L’individuazione delle citochine

 

Durante lo studio, i ricercatori hanno seguito per 4 anni 99 pazienti affetti da sclerosi multipla. In questo modo sono riusciti a confermare che la presenza delle citochine, già oggetto di pubblicazione da parte del team guidato da Calabrese nel 2018, caratterizza le forme più aggressive della patologia. “Abbiamo prima identificato alcune molecole infiammatorie “maligne” presenti nel liquido cerebro-spinale, prelevato normalmente per la diagnosi della malattia, dei pazienti affetti da Sclerosi multipla con una forma aggressiva e quindi ad alto rischio di un rapido accumulo di disabilità”, spiega Calabrese.
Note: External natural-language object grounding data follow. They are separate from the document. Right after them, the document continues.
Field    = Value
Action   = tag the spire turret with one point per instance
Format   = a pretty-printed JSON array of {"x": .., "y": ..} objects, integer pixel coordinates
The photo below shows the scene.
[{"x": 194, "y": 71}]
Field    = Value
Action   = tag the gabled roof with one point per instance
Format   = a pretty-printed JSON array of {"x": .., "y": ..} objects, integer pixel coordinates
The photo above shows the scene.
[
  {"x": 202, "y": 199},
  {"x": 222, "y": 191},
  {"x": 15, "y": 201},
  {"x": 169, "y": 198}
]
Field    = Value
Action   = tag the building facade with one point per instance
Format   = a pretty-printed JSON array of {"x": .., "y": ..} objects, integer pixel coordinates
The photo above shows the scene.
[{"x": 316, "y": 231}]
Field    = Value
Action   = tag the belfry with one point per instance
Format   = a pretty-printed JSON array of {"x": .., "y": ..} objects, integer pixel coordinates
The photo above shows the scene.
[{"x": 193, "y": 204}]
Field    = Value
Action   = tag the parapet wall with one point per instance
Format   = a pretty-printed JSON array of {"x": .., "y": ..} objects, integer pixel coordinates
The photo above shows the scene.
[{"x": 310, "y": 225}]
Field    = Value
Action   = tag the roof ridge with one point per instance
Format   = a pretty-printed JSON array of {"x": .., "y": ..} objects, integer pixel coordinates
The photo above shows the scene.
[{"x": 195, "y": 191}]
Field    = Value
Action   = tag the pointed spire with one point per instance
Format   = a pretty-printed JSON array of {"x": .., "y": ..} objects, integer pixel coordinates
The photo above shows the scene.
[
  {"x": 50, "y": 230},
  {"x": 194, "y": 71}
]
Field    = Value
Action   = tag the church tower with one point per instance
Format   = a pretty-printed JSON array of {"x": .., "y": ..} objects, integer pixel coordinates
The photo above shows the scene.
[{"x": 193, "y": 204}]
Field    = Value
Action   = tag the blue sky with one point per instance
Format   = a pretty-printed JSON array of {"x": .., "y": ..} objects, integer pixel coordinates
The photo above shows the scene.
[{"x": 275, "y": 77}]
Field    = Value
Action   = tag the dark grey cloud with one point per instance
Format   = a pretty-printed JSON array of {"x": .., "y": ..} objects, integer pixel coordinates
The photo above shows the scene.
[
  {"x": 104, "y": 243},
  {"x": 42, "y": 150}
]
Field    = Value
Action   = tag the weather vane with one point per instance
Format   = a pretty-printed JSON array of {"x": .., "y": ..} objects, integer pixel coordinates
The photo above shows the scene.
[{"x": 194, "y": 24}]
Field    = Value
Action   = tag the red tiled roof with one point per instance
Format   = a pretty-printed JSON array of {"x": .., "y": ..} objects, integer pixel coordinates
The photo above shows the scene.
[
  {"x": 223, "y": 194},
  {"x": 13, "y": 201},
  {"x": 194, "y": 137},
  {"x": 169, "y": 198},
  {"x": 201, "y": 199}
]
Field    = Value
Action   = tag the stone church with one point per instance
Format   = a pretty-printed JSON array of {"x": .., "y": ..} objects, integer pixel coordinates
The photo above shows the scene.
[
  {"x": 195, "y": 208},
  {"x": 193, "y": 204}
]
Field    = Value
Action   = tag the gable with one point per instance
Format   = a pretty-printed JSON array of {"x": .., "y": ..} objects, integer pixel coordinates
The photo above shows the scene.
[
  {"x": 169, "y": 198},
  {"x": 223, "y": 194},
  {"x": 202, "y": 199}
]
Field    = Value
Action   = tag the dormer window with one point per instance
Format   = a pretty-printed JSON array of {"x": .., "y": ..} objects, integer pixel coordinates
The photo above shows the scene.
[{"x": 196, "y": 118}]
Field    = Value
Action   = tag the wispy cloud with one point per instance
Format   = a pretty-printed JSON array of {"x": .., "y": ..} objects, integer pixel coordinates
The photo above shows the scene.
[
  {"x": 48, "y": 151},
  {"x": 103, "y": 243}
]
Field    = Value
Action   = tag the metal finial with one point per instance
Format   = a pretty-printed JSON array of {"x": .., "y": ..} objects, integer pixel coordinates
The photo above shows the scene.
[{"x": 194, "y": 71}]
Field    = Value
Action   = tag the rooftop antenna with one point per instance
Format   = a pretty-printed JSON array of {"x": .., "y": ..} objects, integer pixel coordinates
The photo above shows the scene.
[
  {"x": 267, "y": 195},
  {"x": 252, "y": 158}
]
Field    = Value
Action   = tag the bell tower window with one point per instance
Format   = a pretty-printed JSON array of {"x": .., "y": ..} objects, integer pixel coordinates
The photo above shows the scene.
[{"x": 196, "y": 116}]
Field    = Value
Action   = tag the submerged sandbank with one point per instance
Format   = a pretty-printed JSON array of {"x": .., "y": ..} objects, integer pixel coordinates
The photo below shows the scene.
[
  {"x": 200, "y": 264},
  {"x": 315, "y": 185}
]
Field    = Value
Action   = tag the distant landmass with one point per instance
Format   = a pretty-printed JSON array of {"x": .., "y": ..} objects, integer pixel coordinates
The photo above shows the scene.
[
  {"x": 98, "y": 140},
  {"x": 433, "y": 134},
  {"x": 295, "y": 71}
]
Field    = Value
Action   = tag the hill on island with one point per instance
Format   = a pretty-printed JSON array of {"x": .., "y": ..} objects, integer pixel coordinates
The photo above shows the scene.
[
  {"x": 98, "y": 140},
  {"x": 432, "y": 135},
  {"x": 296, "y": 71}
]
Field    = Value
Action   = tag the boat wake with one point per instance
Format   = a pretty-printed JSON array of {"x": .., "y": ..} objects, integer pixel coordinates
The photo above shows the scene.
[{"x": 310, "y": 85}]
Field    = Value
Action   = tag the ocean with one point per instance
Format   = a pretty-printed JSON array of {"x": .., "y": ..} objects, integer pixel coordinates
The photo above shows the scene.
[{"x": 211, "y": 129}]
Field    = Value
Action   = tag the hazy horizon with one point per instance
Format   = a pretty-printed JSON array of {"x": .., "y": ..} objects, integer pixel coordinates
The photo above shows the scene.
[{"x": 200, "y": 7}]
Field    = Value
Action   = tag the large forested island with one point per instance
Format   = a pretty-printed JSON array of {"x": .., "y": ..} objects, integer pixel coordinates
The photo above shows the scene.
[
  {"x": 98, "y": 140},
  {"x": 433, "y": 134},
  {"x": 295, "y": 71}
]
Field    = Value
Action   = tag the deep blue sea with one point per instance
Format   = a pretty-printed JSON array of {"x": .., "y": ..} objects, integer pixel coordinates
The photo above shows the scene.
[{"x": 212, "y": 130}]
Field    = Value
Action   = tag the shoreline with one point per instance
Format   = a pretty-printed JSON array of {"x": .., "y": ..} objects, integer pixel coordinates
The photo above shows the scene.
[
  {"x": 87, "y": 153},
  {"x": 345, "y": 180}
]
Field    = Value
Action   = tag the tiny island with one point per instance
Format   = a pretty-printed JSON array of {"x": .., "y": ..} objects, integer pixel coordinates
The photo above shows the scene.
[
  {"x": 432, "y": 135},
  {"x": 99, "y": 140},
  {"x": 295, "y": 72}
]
In seguito, gli studiosi hanno elaborato un modello matematico che basandosi sulla presenza o sull’assenza delle citochine è stato in grado di predire con un’accuratezza pari quasi al 90% l’attività della malattia e quindi il grado di disabilità nei quattro anni successivi. “La precisione con cui il nostro modello prevede l’andamento della malattia conferma che le molecole identificate sono quelle corrette e apre la strada alla loro applicazione nella pratica clinica fin da subito”, prosegue Calabrese. “La scoperta permetterà ai neurologi di personalizzare la terapia scegliendo quella più giusta ai fini della diagnosi”, conclude il ricercatore.